Music
At Warwick Road Primary School, we teach music lessons to develop children’s brains, increase IQ, expand children’s ability to problem-solve and promote reading skills. Many studies have shown that high-quality musical learning has profound benefits for children in terms of wellbeing, academic achievement and the development of reading and social and emotional skills.
We use Charanga to support our music teaching, this is an online music scheme provided by Kirklees Music Services with lots of visual aids and interactive resources to support children's learning about music. Children also experience using glockenspiels, percussion instruments and recorders to take part practically in classroom and small group music lessons.
The music curriculum ensures students sing, listen, create, play, perform and evaluate. This is embedded in classroom activities and lessons as well as assemblies, various performances and the learning of instruments. Music lessons are planned in progressive sequences to provide children with the opportunities to review, remember, deepen and apply their understanding.

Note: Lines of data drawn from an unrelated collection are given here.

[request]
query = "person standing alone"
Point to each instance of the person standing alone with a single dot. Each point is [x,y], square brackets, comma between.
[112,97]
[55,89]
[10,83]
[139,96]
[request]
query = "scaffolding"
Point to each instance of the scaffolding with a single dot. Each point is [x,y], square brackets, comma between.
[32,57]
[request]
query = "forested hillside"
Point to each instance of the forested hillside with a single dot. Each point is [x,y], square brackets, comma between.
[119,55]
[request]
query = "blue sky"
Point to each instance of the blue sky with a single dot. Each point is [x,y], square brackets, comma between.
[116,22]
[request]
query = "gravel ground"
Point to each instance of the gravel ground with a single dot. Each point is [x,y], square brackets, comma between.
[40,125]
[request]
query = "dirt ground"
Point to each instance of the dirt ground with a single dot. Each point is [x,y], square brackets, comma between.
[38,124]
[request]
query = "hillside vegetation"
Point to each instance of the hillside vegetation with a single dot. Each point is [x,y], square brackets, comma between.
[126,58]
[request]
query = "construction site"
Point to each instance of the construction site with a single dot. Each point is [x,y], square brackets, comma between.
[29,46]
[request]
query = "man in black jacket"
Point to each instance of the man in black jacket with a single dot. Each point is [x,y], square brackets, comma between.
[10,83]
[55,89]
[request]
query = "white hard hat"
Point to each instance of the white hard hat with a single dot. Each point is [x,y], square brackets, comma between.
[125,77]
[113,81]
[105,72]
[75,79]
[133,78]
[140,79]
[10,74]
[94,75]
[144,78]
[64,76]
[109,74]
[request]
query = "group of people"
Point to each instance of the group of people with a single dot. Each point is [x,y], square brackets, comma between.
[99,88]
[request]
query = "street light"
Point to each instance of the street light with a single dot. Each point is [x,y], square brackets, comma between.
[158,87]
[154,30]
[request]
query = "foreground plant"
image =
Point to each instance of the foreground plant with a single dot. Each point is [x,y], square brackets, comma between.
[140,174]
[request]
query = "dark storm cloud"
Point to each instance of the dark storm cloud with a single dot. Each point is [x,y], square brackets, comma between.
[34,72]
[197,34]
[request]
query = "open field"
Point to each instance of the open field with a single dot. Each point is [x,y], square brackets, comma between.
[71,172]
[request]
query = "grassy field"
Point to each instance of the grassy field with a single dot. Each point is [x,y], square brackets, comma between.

The elements of music are taught in classroom lessons so that children are able to use, with growing fluency, the language of music to dissect it and understand how it is made, played, appreciated and analysed. In the classroom children learn how to sing with confidence and play a variety of tuned and un-tuned percussion instruments. Playing various instruments enables children to use a range of methods to create music, as well as how to read basic music notation. They also learn how to compose, focusing on different dimensions of music, which in turn feeds their understanding when listening, playing, or analysing music. Composing or performing using body percussion, vocal sounds, un-tuned and tuned instruments is also part of the curriculum, which develops the understanding of musical elements.
We celebrate the musical ability of pupils, through regular performances. Pupils are provided with the opportunity to perform to a wider audience of parents and the wider community. Parents are invited to watch the musical talents with the annual nativity, musical Eid performance, end of year productions and class assemblies.
The importance of music in developing reading skills
Music plays an important part in the development of early reading skills. Music both prepares children for learning to read, and supports them as they continue their reading journey. Music can be used to help students learn the alphabet, the sounds of letters, develop phonemic awareness, build phonics skills and vocabulary and more. Teaching children to read musical notation and symbols when learning music, reinforces the symbol to sound connection which is crucial in reading words. Music can improve speech and reading skills, by increasing one's ability to distinguish between different sounds and understand the patterns of language. Music can also give us clues about a child’s struggles with reading. Research has found three and four year old children who could keep a steady musical beat, were more reading-ready at the age of five, than those who couldn’t keep a beat.